Rivers running high and fast near Glenwood Springs | VailDaily.com

Rivers running high and fast near Glenwood Springs

Kevin Keller
Glenwood Springs, CO, Colorado

GLENWOOD SPRINGS, Colorado – With the recent warmer temperatures and a good runoff, Susie Larson, partner at Whitewater Rafting in Glenwood Springs, said the river has been great.

“Everyone has been having a great time,” Larson said. “We’ve had nice sunny days with high water, it’s actually been perfect.”

The Colorado River below Glenwood Springs is running near 11,900 cubic feet per second, according to the United States Geological Survey’s (USGS) website.

The Roaring Fork River at Glenwood Springs is running higher than its average for June 2 – at about 4,400 cubic feet per second, or about 900 cubic feet per second higher than it’s average.

Byron Lawrence, Hydrologist at the National Weather Service in Grand Junction, said even though the river is a little high right now, things are about normal after a little less than average snowfall.
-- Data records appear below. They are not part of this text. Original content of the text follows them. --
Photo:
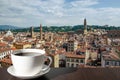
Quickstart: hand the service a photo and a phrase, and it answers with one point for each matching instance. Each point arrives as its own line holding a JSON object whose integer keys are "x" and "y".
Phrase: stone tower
{"x": 40, "y": 32}
{"x": 85, "y": 26}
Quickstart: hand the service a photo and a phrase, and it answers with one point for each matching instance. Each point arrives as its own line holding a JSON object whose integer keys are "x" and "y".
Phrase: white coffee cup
{"x": 28, "y": 62}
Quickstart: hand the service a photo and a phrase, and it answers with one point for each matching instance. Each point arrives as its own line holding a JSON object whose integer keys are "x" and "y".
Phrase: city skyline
{"x": 59, "y": 12}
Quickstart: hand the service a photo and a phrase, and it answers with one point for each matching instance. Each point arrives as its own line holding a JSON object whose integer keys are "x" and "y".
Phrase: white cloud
{"x": 56, "y": 12}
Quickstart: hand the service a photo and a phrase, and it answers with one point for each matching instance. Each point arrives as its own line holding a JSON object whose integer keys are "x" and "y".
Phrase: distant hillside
{"x": 6, "y": 27}
{"x": 57, "y": 28}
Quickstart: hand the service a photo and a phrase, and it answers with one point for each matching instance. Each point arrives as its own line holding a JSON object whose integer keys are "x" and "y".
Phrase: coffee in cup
{"x": 28, "y": 62}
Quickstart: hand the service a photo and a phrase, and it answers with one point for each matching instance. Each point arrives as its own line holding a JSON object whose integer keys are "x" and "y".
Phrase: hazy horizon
{"x": 24, "y": 13}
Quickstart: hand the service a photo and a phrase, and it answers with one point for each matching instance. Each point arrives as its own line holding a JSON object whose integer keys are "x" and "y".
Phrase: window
{"x": 72, "y": 65}
{"x": 72, "y": 60}
{"x": 68, "y": 59}
{"x": 81, "y": 61}
{"x": 77, "y": 60}
{"x": 77, "y": 65}
{"x": 68, "y": 64}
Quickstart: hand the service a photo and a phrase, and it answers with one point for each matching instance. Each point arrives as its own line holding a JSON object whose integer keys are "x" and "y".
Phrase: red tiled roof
{"x": 72, "y": 55}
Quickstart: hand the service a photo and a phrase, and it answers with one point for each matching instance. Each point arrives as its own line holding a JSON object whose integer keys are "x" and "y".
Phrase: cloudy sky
{"x": 26, "y": 13}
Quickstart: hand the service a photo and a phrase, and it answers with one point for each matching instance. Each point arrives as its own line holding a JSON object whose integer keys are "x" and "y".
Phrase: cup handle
{"x": 47, "y": 67}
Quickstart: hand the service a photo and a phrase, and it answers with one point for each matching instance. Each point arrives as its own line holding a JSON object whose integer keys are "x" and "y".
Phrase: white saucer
{"x": 11, "y": 71}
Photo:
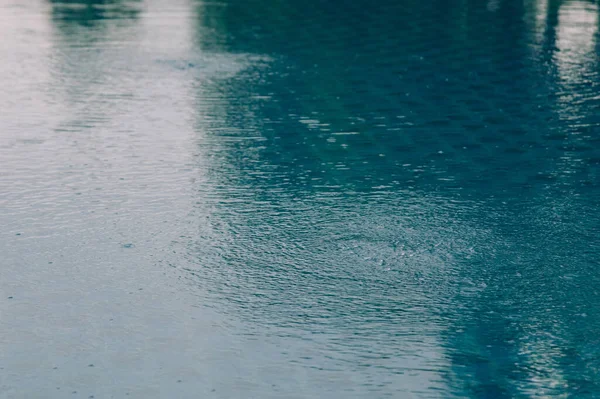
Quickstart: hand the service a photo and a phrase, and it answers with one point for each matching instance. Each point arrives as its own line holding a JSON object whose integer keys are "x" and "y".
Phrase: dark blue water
{"x": 300, "y": 199}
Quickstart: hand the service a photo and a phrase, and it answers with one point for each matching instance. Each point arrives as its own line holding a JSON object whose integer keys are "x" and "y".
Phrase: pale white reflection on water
{"x": 290, "y": 200}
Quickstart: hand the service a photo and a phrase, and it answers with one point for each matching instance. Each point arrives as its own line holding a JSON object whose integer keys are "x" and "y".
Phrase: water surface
{"x": 299, "y": 199}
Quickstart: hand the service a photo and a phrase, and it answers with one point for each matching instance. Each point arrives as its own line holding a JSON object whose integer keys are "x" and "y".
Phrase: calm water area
{"x": 299, "y": 199}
“We’re not doing too bad,” he said. “The runoff and expected peak is just about what we usually see.”

Larson agreed saying despite the current high levels, this year has been about the same as recent years for her company.

“It’s similar,” she said. “There’s plenty of water this year. Nothing unusual however, it’s a pretty typical year actually.”
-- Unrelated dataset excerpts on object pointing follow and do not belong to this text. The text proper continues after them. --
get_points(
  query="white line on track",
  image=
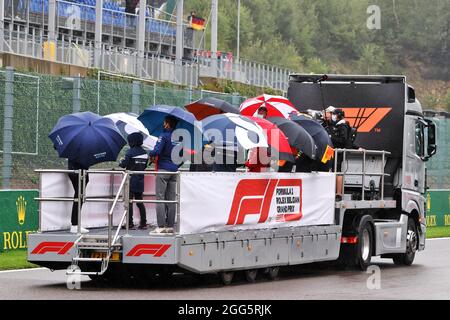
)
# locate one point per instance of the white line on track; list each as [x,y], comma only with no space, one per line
[438,239]
[36,269]
[21,270]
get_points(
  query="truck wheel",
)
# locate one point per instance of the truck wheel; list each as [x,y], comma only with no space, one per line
[165,273]
[227,277]
[365,244]
[251,275]
[273,272]
[412,240]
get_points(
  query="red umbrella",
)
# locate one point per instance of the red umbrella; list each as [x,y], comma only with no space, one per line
[276,139]
[277,106]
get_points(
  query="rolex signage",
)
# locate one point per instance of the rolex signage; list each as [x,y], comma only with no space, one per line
[18,217]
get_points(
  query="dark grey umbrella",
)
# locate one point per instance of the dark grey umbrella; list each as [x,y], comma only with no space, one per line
[297,136]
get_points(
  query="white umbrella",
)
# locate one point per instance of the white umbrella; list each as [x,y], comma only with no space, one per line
[128,123]
[229,130]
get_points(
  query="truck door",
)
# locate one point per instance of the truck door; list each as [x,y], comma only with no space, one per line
[414,169]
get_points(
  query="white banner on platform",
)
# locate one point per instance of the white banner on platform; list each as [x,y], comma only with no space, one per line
[57,215]
[237,201]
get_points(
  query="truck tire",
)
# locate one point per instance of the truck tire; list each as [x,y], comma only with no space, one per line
[227,277]
[251,275]
[365,244]
[273,272]
[407,258]
[359,255]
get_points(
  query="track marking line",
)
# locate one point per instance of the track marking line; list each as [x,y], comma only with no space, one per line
[21,270]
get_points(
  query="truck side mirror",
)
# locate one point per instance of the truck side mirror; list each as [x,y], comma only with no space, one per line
[431,143]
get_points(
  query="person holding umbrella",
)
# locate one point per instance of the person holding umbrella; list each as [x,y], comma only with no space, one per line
[85,139]
[165,184]
[74,165]
[136,159]
[262,112]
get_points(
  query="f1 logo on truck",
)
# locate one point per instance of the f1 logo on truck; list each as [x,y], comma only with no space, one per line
[365,119]
[156,250]
[255,197]
[58,247]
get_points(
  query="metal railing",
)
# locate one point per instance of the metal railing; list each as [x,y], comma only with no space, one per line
[121,195]
[339,161]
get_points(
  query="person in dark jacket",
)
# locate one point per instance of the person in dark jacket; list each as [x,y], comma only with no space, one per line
[74,165]
[340,130]
[224,160]
[165,184]
[136,159]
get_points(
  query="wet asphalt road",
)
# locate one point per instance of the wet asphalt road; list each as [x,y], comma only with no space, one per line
[427,278]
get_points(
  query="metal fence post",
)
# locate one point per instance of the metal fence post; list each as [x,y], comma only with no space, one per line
[76,99]
[2,23]
[136,97]
[8,128]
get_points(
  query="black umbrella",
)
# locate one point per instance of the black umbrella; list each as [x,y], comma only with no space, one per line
[297,136]
[318,133]
[210,106]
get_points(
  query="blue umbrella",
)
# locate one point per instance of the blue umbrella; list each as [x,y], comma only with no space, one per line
[87,138]
[153,119]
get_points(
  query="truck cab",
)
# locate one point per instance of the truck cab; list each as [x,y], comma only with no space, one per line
[387,116]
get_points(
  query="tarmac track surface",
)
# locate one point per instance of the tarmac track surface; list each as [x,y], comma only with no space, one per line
[427,278]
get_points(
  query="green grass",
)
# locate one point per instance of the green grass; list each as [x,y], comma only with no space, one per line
[438,232]
[16,259]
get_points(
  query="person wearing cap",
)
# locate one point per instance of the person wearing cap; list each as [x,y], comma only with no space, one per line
[166,184]
[136,159]
[340,130]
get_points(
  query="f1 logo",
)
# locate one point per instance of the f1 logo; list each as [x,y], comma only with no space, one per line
[365,119]
[58,247]
[156,250]
[254,197]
Lawrence said that the cold spring helped average out the precipitation for the Western Slope, after the snowfall was about 5 percent below average.
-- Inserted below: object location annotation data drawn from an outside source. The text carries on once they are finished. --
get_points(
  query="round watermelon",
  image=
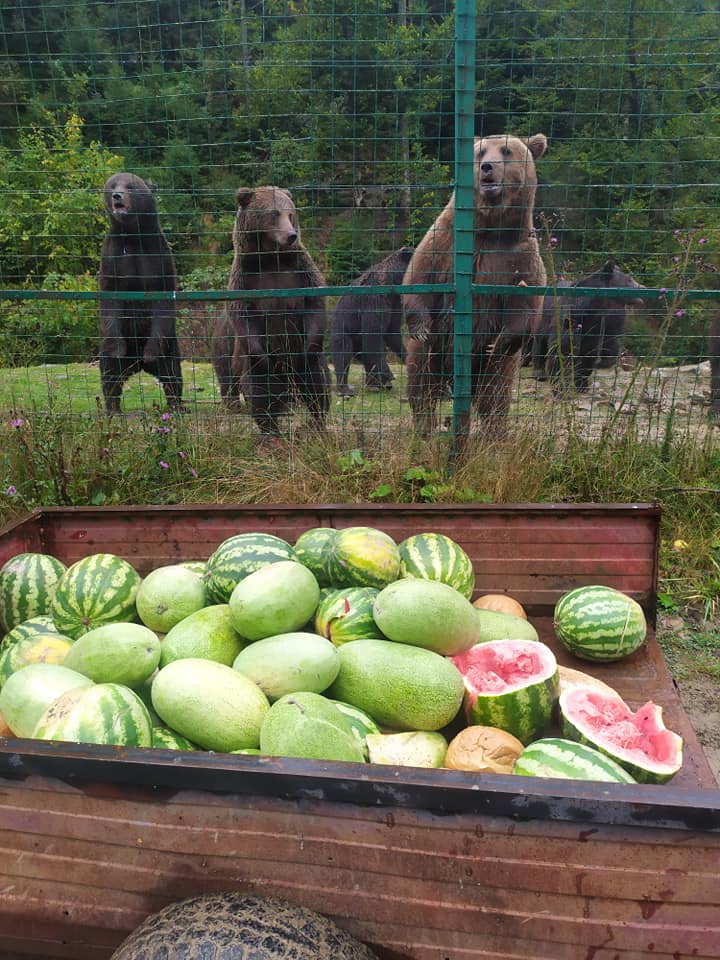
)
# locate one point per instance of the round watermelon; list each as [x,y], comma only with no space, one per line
[363,557]
[638,741]
[510,684]
[96,590]
[347,614]
[568,760]
[434,556]
[599,623]
[27,586]
[313,550]
[239,556]
[107,713]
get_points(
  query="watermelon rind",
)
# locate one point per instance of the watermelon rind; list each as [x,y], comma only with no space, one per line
[524,707]
[27,585]
[96,590]
[105,713]
[435,556]
[568,760]
[38,648]
[605,722]
[40,626]
[313,549]
[363,557]
[346,614]
[240,555]
[599,623]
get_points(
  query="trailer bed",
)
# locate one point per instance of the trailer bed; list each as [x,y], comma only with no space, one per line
[420,864]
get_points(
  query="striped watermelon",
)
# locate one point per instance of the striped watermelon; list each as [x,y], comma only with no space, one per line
[599,623]
[27,586]
[96,590]
[347,614]
[568,760]
[40,648]
[313,549]
[433,556]
[510,684]
[41,626]
[108,713]
[638,741]
[240,555]
[363,557]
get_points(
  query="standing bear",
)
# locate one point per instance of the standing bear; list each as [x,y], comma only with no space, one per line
[365,326]
[270,348]
[506,252]
[137,334]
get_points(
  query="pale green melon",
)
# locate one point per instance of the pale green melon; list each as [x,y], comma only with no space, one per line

“The cold spring helped improve conditions,” he said. “It reduced snowmelt early so that in late April and in May we had a fairly decent snowpack.”

The average peak date for the Colorado River is June 8, according to the USGS’ website. The forecasted peak this year is right about average, around June 9, Lawrence said.

Lawrence added that after the peak, they expect for river levels to be right around average for the rest of the summer season.

One concern for recreational users is how cold the water currently is, Lawrence said.

“Right now the water is really cold,” he said. “It’s around the mid 50s and low 60s. If you fall into water like that, it doesn’t take long to become hypothermic.”

Lawrence advised for all recreational users to use caution, always use personal flotation devices, and for novices to go on the river with more experienced people.